On Monday, Obama signed an order that would free or reduce the sentences of 46 federal prisoners convicted of nonviolent drug offenses, a prelude of sorts for his scheduled visit later this week to a federal prison that would make him the first sitting president to do so. The clemency was part of a broader reform agenda that has been in the works for years and aims to reduce over sentencing for nonviolent offenses in the U.S.
Civil rights leaders said the commutations of those prison sentences were a step in the right direction. However, that step was minuscule compared to the toll of a 45-year war on drugs that has cost $1 trillion and left 65 million people with criminal records, said Glenn Martin, president and founder of JustLeadershipUSA, an organization seeking an end to mass incarceration policies.

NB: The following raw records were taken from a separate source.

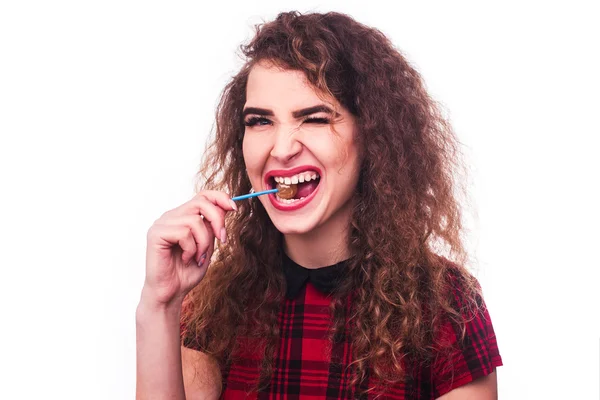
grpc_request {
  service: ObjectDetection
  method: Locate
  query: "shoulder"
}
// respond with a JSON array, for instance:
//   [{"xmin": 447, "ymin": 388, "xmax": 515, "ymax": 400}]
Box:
[{"xmin": 430, "ymin": 263, "xmax": 502, "ymax": 396}]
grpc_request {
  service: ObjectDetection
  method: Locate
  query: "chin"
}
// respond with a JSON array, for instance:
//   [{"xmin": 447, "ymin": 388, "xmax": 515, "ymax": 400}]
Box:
[{"xmin": 271, "ymin": 217, "xmax": 316, "ymax": 235}]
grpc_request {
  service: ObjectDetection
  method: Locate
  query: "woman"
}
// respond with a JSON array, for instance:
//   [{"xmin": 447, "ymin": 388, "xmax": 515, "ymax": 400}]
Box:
[{"xmin": 136, "ymin": 12, "xmax": 502, "ymax": 399}]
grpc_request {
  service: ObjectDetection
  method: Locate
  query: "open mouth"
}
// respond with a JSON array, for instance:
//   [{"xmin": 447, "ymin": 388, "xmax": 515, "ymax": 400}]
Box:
[{"xmin": 267, "ymin": 166, "xmax": 321, "ymax": 210}]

Obama said signs that bipartisan members of Congress may take up criminal justice reform this year were encouraging him. “What has changed in recent years is the eyes of more Americans have been opened to this truth—partly because of cameras, partly because of tragedy, and partly because the statistics cannot be ignored,” he said in reference to deaths of Black men at the hands of police officers that have sparked nationwide protests in the last year.
“Justice is not to the absence of oppression, it’s the presence of opportunity,” Obama added. “Justice is young people know their lives matter, not because they read it in a hashtag.”